I closed my eyes for a few minutes while my head alternately pounded and subsided. Then, opening them, I watched my old friend, the creek, roll by my window. Unlike Allie, I had been given a room where I could see it, and it has never failed to inspire me. It is a contradiction—this creek—a hundred thousand years old but renewed with each rainfall. I talked to it that morning, whispered so it could hear, “You are blessed, my friend, and I am blessed, and together we meet the coming days.” The ripples and waves circled and twisted in agreement, the pale glow of morning light reflecting the world we share. The creek and I. Flowing, ebbing, receding. It is life, I think, to watch the water. A man can learn so many things.
It happened as I sat in the chair, just as the sun first peeked over the horizon. My hand, I noticed, started to tingle, something it had never done before. I started to lift it, but I was forced to stop when my head pounded again, this time hard, almost as if I had been hit in the head with a hammer. I closed my eyes, then squeezed my lids tight. My hand stopped tingling and began to go numb, quickly, as if my nerves were suddenly severed somewhere on my lower arm. My wrist locked as a shooting pain rocked my head and seemed to flow down my neck and into every cell of my body, like a tidal wave, crushing and wasting everything in its path.

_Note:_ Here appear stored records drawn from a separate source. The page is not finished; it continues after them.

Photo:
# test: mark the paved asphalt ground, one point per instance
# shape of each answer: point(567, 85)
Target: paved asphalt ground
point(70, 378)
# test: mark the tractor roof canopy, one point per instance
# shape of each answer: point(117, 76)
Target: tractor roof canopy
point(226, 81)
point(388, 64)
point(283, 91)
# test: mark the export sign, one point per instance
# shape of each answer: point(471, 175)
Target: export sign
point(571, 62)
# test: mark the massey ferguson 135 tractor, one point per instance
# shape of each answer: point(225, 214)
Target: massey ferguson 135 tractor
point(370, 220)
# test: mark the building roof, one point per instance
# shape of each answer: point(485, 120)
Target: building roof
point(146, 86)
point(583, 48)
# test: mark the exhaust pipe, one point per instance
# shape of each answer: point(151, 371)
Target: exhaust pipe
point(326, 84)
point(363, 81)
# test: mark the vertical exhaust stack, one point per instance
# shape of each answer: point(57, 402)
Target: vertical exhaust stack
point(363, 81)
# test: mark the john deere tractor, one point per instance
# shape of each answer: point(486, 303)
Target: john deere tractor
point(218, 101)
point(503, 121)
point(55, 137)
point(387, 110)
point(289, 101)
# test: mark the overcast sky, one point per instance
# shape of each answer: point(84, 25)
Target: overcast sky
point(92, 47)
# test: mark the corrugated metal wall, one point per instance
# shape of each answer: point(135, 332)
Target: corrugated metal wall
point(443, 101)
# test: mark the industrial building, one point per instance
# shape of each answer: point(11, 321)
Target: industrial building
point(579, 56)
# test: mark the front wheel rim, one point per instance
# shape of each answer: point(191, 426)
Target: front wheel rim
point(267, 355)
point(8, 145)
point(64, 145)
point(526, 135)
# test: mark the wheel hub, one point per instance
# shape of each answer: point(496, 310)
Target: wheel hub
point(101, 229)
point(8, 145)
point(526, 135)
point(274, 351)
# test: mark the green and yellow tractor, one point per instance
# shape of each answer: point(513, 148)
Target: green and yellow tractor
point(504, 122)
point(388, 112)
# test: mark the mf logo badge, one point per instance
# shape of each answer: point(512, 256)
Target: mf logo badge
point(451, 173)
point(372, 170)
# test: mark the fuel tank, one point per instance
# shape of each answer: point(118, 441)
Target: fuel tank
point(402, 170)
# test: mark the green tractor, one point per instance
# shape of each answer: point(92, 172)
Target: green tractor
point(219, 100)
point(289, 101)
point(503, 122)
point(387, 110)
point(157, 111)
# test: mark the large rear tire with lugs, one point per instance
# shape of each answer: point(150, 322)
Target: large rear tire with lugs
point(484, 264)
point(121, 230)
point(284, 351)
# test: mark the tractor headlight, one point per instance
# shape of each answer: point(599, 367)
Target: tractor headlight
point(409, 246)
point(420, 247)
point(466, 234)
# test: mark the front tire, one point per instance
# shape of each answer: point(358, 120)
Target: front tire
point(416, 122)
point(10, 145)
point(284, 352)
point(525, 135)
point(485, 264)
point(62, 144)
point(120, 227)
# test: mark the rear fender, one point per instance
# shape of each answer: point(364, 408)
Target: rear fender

I lost my sight, and I heard what sounded like a train roaring inches from my head, and I knew that I was having a stroke. The pain coursed through my body like a lightning bolt, and in my last remaining moments of consciousness, I pictured Allie, lying in her bed, waiting for the story I would never read, lost and confused, completely and totally unable to help herself. Just like me.
And as my eyes closed for the final time, I thought to myself, Oh God, what have I done?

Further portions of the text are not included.